Well, it's true. Not to get all science-y on you, but your ENS (enteric nervous system) uses the same chemicals as your brain + directly communicates with your brain, skipping all your other organs. Crazy right?!
It's a built-in God-given tool. For me, it's one of the most important tools.
Not every client, customer, or other business is going to be a breeze. If you're in the beginning stages of working with a client/customer or collaborating with a business, + you start to get a weird feeling even though nothing bad has actually happened... that's your gut! Trust it like your life depends on it.
Sure, you may miss out on some income or exposure, but just think about what that red-flag intuition might have just avoided! Unintentional bad exposure, bad reviews, or even worse...a lawsuit!
Trust yourself. Trust your intuition. Trust your second brain.
Seven. Do it the right way.
I'm not talking about how to make cinnamon rolls - there's a million ways to do that. I'm talking about the legal stuff.
This is another one of those things that I have always believed in + lived by.
Do it the right way the first time so you don't have to fix it a second time.
Ask the questions, even when you feel like you're being annoying. s/o to my accountant for answering my 700 questions.
I read a story a couple years ago about a business owner that didn't charge their customers taxes because they were still a fairly small business so they didn't think it mattered... + then they got hit with a tax bill. Yikes.
The thing is... that could've been avoided. Doing it the right way can not only avoid headaches in the future, but it could also avoid major legal trouble.
In other words: If you're accountant or whoever tells you not to worry about something because your business isn't big enough yet... find a new accountant. :)
Eight. Say yes as much as possible.
Don't make your plate so full that you burn out, but say yes to opportunity even when it's scary.

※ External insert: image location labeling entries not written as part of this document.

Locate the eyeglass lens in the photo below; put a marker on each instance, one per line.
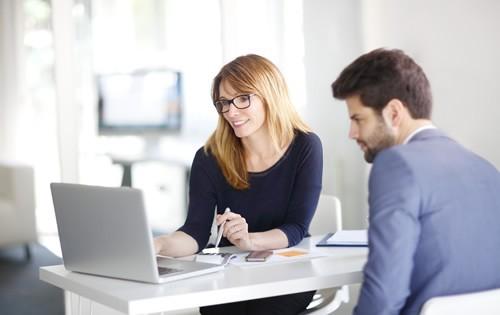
(240, 102)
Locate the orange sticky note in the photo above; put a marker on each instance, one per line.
(292, 253)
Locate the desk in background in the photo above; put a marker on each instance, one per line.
(343, 266)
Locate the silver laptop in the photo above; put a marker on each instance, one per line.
(104, 231)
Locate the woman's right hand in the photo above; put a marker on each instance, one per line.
(177, 244)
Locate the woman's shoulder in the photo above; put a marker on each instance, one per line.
(203, 157)
(308, 139)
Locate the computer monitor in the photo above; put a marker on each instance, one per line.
(144, 102)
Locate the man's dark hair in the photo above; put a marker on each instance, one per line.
(382, 75)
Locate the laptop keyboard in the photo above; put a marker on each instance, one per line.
(166, 270)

I will forever be a believer in leaving your comfort zone + this is one of those ways.
When you say yes to opportunity, doors will open that you didn't even know existed.

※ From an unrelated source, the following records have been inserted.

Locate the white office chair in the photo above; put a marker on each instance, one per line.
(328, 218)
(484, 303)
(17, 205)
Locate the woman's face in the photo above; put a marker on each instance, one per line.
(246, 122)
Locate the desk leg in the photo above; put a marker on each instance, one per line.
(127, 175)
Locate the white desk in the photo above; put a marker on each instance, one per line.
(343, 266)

I was scared to even start this business. I literally survived on faith, not knowing where it would be today. But I said yes. A year later, I'm living a dream of painting live in my favorite city next week, Charleston, SC.
All because I said yes when the opportunity first presented itself.
Remember: Not all opportunities last forever. Say yes while you still can.
Nine. Not every new idea will be a hit.
It's true when they say "The things you think will sell, won't + the things you think won't sell, will."
Some of my designs that I thought *for sure* would sell the best, haven't sold much at all, + the designs that weren't personally my favorite, sold the best.
This is one of those trial + error parts of business. Your first year in business, I think, is where you can test the waters. You get to learn your audience + get to know each other.
Don't be discouraged when something doesn't take off like you thought it would.
Not every idea is going to be a great one.
The universe has to humble us somehow. ;)
Ten. Practice makes progress.
You're never going to know everything. Even 10 years down the road + you're considered an expert in your field. There's always room for improvement + always something to be learned.
Every day that you practice + learn, you grow your knowledge to make you better than you were the day before.
This applies to art, sports, technology, anything.
So no, there's no such thing as practice makes perfect.
But practice does make progress.
If you made is this far, you're a real one for sticking around!
While I could go on + on about lessons learned, I hope you found some value or inspiration from this list. Keep creating. Keep going.